The President was referring, of course, to the fact that for most of Friday the nation of Egypt was cut off from the Internet:
Riots and unrest in Egypt have been ongoing all week, but the Internet only seemed to take notice when it affected the Internet. On Friday, news reports revealed that the government had shut down Internet access to its 80 million citizens, also blocking text messaging and mobile services. Access to the outside world was gone, as was the ability to organize protests from within.
Tech blog Mashable.com quickly put up a graphic to help readers visualize the blockage. Online vigilante group Anonymous – most recently in the news for its WikiLeaks hacktivism – threatened to attack the government’s portals, anonymously.
No Internet? It’s a thought so large and abstract as to be nearly unfathomable (How exactly do you “shut down” the Internet? With a giant pair of scissors – snip, snip, snip? Blogs quickly began exploring that question, too.)

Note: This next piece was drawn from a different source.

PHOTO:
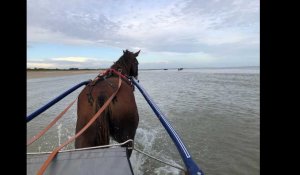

Online communities had similar reactions of revulsion in 2007 when the government of Burma (also known as Myanmar) closed off Internet access – images of protesting monks had begun to leak to the outside world; it didn’t look good. Following the Iranian presidential election in 2009, Twitterers worldwide changed their locations to “Tehran” after news broke that the government was cracking down on Iranian Twitter accounts.
The most recent events in Egypt caused some to ponder a question that, on its face, sounds ludicrous: Has society reached the point at which Internet access is a basic human right? Is this public outcry just 21st-century indignation – one born of a world where “social networking” is nearly always something that happens in front of a screen?
Only in a land of First World concerns could the lack of Internet access be considered a violation of basic rights. They have no bread? Let them eat Google.
That last point is something worth considering. The protests in Egypt aren’t just political in nature, there are also deep, ongoing economic problems in the country, most especially the fact that the cost-of-living for the average Egyptian has skyrocketed in recent years. Like most nations in the Middle East, Egypt is far from a free market economy so when the people have economic discontent it quickly becomes political discontent. In the long run, I’d imagine Egyptians are more concerned about the cost of housing and the fact that there’s high unemployment than they are about whether or not they can access Facebook.
Nonetheless, Egypt’s actions against the Internet and the attention it has received raise interesting questions:
It’s not the loss of Flickr pages and Tumblogs and Sad Keanus that constitutes human rights abuse. Not really. “It’s the idea of freedom of expression and information that’s a human right,” says Arvind Ganesan, who has researched Internet censorship as the director of business and human rights at the Human Rights Watch. It’s right there in Article 19 of the U.N. Universal Declaration of Human Rights: “Everyone has the right to freedom of opinion and expression; this right includes freedom . . . to seek, receive and impart information and ideas through any media and regardless of frontiers.”
The chilling aspect of an Internet clampdown is the assumption that lies behind it: If you will not let your people tweet, what else will you not let them do?
“Over the past 10 years, we’ve changed our media environment to strongly emphasize on-the-ground, eyewitness voices,” says Ethan Zuckerman, a researcher with Harvard’s Berkman Center for Internet and Society. “It feels very strange not to be able to check a broadcast report for ‘authentic’ voices from on the ground.”
The modern Internet has made us untrustworthy of sources that are too “official.” Shutting it down causes one to recall nearly extinct Iron Curtain oppression: the misinformation, the not-knowing, letters being secreted across borders at risk of imprisonment. This outrage over the Egyptians losing their Internet access isn’t a new thing at all. Or, as says Chris Csikszentmihalyi, the director of the Center for Future Civic Media at the Massachusetts Institute of Technology: “The point is not that the Internet has become sacred. The point is that human rights have always been sacred.”
Does this mean that Internet access, or at least the ability to access the internet should be considered a human right in some sense? During the Cold War, the United States protested the Soviet Union’s actions in denying their people access to information from the outside world, perhaps this is just a 21st century extension of that idea.